In December 2012, Laser Junction (Pty) Ltd purchased Laser CNC as a going concern. Laser CNC transferred its business, employees and their contracts of employment to Laser Junction.
Due to the financial difficulties of Laser Junction, the employee resigned in February 2017 and one of Laser Junction’s direct competitors hired him. This sparked Laser Junction to approach the Labour Court for an order interdicting the employee from taking up employment with its competitor, relying on the restraint agreement between the employee and Laser CNC.
The gist of Laser Junction’s case: when it bought the business from Laser CNC the restraint agreement transferred to it in terms of s197 of the LRA.
The employee, on the other hand, argued that the restraint fell away when Laser Junction signed a new employment contract with him in 2013. There was a dispute about whether a new contract was actually concluded.
With regard to whether there was a valid restraint, the court held that restraint fell away when Laser Junction concluded a new agreement with the employee in 2013, alternatively that the restraint fell away when the employee was promoted to procurement as the restraint only related to the employee in his capacity as an internal sales clerk.

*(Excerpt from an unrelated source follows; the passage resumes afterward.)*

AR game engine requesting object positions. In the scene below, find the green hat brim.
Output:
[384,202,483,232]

As to whether the restraint agreements transferred under s197 of the LRA, the court held that “section 197 of the LRA provides for the transfer of a contract of employment to a new employer. It is designed to ensure that the transfer of a business does not prejudice the employees.” It held that “only contracts of employment are transferrable under s197 of the LRA”.

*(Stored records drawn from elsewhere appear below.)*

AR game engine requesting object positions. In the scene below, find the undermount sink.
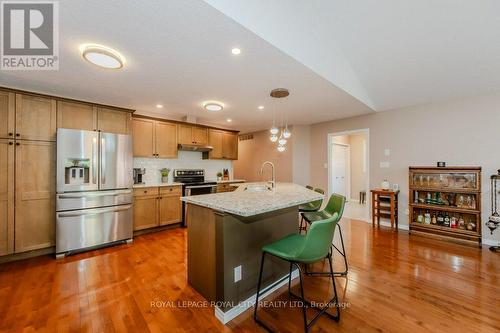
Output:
[244,184,271,192]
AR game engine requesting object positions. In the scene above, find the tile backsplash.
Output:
[134,150,233,184]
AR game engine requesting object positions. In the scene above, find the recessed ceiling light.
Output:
[80,44,125,69]
[203,102,224,111]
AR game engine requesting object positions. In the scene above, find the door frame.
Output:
[328,142,351,201]
[327,128,371,204]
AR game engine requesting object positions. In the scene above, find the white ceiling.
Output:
[205,0,500,111]
[0,0,373,131]
[0,0,500,131]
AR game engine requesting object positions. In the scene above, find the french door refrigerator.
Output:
[56,128,133,258]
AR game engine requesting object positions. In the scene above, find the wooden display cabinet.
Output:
[408,167,481,246]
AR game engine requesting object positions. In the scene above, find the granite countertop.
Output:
[133,182,182,188]
[181,183,324,217]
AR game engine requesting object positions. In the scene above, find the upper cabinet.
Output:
[57,101,97,131]
[0,90,16,138]
[204,129,238,160]
[97,107,131,134]
[132,118,177,158]
[178,124,208,145]
[15,94,57,141]
[57,100,131,134]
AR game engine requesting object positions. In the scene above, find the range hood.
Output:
[178,143,214,152]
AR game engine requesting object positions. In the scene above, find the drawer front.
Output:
[160,186,182,195]
[134,187,158,197]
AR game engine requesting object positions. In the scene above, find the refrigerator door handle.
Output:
[57,205,132,217]
[101,138,106,184]
[92,138,98,184]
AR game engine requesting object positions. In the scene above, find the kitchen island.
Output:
[181,183,323,323]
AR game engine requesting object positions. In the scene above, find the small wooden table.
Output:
[370,189,399,230]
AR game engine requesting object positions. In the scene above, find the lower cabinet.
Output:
[14,140,56,253]
[134,186,182,231]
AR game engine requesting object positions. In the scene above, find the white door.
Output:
[331,143,349,198]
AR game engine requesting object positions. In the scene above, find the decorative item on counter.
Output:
[486,170,500,252]
[160,168,170,183]
[424,211,432,224]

The court then turned to the nature of an employment contract, explaining that the Basic Conditions of Employment Act,
No 75 of 1997 (BCEA) states that “contracts of employment may contain basic conditions of employment as provided in the BCEA or a sectoral determination, and any law or term in a contract that is more favourable to the employee.”

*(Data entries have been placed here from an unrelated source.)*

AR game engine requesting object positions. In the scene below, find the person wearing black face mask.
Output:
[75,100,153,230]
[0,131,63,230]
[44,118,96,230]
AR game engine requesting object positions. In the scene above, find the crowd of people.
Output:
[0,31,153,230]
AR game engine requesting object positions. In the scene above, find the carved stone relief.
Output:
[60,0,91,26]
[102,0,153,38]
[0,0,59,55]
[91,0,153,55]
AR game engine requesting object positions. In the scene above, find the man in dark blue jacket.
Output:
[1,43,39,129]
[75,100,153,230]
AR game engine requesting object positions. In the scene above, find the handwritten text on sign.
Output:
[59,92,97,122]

Importantly, the court held that a restraint of trade that is less favourable than the BCEA cannot be a term in an employment contract and if less favourable would be excluded from a contract of employment as defined and not transferrable under s197.
The court characterised the restraint harshly, stating that the real and only purpose of the restraint agreement was to wield it as a weapon to discourage the employee from leaving and when he did, to constrain his new employment to its advantage. The court held that the restraint agreement was less favourable than the BCEA, did not meet the definition of a contract of employment and could not be transferred, in terms of s197, to Laser Junction.
The lessons that can be learnt from this case: Firstly, if a restraint of trade is of particular importance to a company, it should ensure that such agreement is more favourable to the employee than the BCEA. A restraint of trade clause will be more favourable to an employee where the employee is paid for the period of the restraint. Secondly, because s197 of the LRA only provides for the transfer of contracts of employment, it is a better alternative for restraints of trade to be incorporated in the principle contract of employment rather than being a stand-alone agreement.